So, a robot on Mars just made its own decisions about where to drive, and nobody on Earth told it how to get there.
NASA's Perseverance rover completed the first-ever autonomous drives planned entirely by generative AI. Here’s the problem it solved: Mars is 140 million miles away, which means a 20-minute delay for any instruction sent from Earth. So JPL partnered with Anthropic to let Claude analyze orbital imagery, identify safe terrain (bedrock good, sand ripples bad), and plot its own course through Jezero Crater.
As a result, Perseverance covered nearly 1,500 feet across Martian terrain without a single human-planned waypoint. The Claude-piloted rover looked at the landscape, figured out where to go, and just... went.
Meanwhile, my Roomba still can't avoid the same corner of my couch. That’s why he’s getting donated to Goodwill, and why I’m not surprised iRobot’s filing for bankruptcy.
Here's what you need to know about AI today:
- Apple launched Xcode 26.3 with full Claude Agent SDK integration for autonomous coding.
- NVIDIA seems likely to invest $20B in OpenAI's latest funding round.
- Software stocks plunged on AI disruption fears.
- Microsoft announced Publisher Content Marketplace for AI content licensing.

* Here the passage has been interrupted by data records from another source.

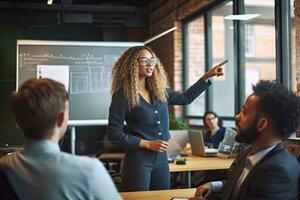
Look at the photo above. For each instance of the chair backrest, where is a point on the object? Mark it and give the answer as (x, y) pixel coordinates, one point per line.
(6, 189)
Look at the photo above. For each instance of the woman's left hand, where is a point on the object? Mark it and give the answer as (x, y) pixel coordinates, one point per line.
(215, 71)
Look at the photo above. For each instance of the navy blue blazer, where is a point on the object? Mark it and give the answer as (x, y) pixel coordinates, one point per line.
(275, 177)
(145, 121)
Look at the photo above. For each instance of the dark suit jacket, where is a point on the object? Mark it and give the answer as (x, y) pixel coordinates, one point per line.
(274, 177)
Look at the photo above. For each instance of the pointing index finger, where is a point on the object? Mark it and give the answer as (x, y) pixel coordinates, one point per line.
(221, 64)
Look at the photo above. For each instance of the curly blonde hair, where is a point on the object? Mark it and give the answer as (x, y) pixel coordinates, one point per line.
(125, 76)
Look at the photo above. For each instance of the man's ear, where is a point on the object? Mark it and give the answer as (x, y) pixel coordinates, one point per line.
(262, 124)
(60, 119)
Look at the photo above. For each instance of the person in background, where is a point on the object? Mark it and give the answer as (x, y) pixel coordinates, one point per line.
(41, 110)
(216, 132)
(140, 97)
(215, 136)
(264, 170)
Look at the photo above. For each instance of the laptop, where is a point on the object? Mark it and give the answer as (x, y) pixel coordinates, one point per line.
(197, 144)
(177, 143)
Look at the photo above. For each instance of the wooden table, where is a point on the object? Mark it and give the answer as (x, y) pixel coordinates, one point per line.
(193, 163)
(197, 163)
(158, 194)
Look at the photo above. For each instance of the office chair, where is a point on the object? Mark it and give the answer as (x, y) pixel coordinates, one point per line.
(6, 189)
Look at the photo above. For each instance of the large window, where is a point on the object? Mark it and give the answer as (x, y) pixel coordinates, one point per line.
(260, 43)
(247, 34)
(293, 50)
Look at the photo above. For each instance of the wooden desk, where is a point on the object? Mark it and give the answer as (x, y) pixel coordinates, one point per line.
(158, 194)
(197, 163)
(193, 163)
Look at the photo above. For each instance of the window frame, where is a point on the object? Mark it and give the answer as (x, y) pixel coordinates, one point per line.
(283, 49)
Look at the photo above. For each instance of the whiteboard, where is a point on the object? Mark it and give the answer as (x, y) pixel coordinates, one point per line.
(90, 66)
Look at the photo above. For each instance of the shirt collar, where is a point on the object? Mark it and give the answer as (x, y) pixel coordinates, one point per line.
(41, 145)
(255, 158)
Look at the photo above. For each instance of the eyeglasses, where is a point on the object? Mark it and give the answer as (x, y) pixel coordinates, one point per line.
(143, 61)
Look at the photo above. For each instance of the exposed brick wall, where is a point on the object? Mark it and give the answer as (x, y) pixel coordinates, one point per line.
(297, 27)
(165, 14)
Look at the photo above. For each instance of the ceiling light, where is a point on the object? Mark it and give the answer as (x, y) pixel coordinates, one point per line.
(243, 17)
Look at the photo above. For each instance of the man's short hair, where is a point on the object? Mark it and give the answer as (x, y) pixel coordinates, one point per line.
(282, 105)
(37, 104)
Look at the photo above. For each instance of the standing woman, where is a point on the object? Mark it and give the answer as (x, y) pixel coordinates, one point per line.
(140, 97)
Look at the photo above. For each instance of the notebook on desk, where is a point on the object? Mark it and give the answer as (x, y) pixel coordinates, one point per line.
(197, 144)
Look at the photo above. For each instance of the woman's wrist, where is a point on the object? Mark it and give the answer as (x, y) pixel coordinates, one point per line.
(144, 144)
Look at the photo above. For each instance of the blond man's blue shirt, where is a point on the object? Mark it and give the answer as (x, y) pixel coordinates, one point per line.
(44, 172)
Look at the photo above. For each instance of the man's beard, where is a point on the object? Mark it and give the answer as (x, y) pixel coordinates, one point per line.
(248, 135)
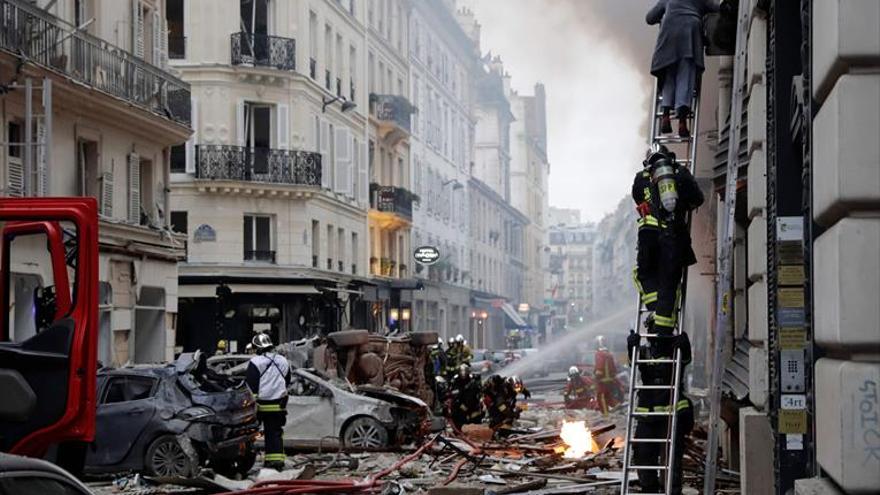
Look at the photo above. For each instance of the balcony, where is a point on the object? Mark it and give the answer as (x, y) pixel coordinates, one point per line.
(393, 114)
(263, 50)
(264, 256)
(41, 38)
(391, 206)
(272, 166)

In this week's podcast episode, we sat down with three Google Labs PMs (Jaclyn Konzelmann, Thomas Iljic, and Megan Li) who each gave us exclusive demos of their respective tools: Mixboard, Flow, and Opal, all three of which are available to try right now at labs.google.
Why watch: You'll learn how to use Gemini Gems to chain together text, image, video, and web search into custom workflows that actually save you time—plus hear the PMs explain what next for the tools (think: more direct Gmail integrations, world-building for video, and AI that remembers context across your entire project).
Watch/ Listen: YouTube | Spotify | Apple Podcasts
Thanks to MIT xPRO for sponsoring this episode—check out their course Deploying AI for Strategic Impact.
Why Apple (and Anthropic) might be the real winners of the AI disruption era.
While software stocks were melting down yesterday, Apple quietly dropped something that might explain the chaos.
Xcode 26.3 now ships with full Claude Agent SDK integration, giving millions of iOS developers an autonomous AI copilot.
This means Claude can now work autonomously on long-running tasks: exploring your project's file structure, understanding how SwiftUI and UIKit connect, then making changes across multiple files to achieve a goal. Give it a task, and it breaks it down, decides which files to modify, and iterates until done.
The killer feature? Visual verification. Claude can capture Xcode Previews to see what the interface looks like, identify issues, and fix them on its own. No constant human input required.
What else Claude can do in Xcode 26.3:
- Search Apple's documentation and API guides directly
- Explore full file structures and understand project architecture
- Capture visual Previews and iterate on SwiftUI views
- Break down complex tasks and execute them autonomously
For terminal lovers, Xcode 26.3 also exposes its capabilities through the Model Context Protocol (MCP). Claude Code CLI users can integrate with Xcode and capture Previews without leaving the command line.
OpenAI's Codex is also getting integrated, but Anthropic got the press release love today. TechCrunch has the full breakdown.
But this story isn't just YET ANOTHER coding tool news piece. It's about where AI is headed... and who controls the interface layer.
Here’s what seems to have happened with the so called “SaaSpocalypse”: Anthropic launched a new legal plugin (here) as part of their larger plugin push that can handle document review, compliance tracking, and NDA triage.
The response? A $285 billion rout across software, legal tech, and financial services stocks. Thomson Reuters down 16%. RELX (LexisNexis's parent) down 15%. Etc etc.
"Trading is very much 'get me out' style selling," Jeffrey Favuzza at Jefferies told Bloomberg. "The draconian view is that software will be the next print media or department stores." Whoa.
Dramatic? Yes. Overblown? Analyst Mandeep Singh certainly thinks so. Although he did highlight the need for SaaS companies to change from a seat-based model to a consumption-based model… because if companies need less employees overall… you won’t grow revenue from adding more seats.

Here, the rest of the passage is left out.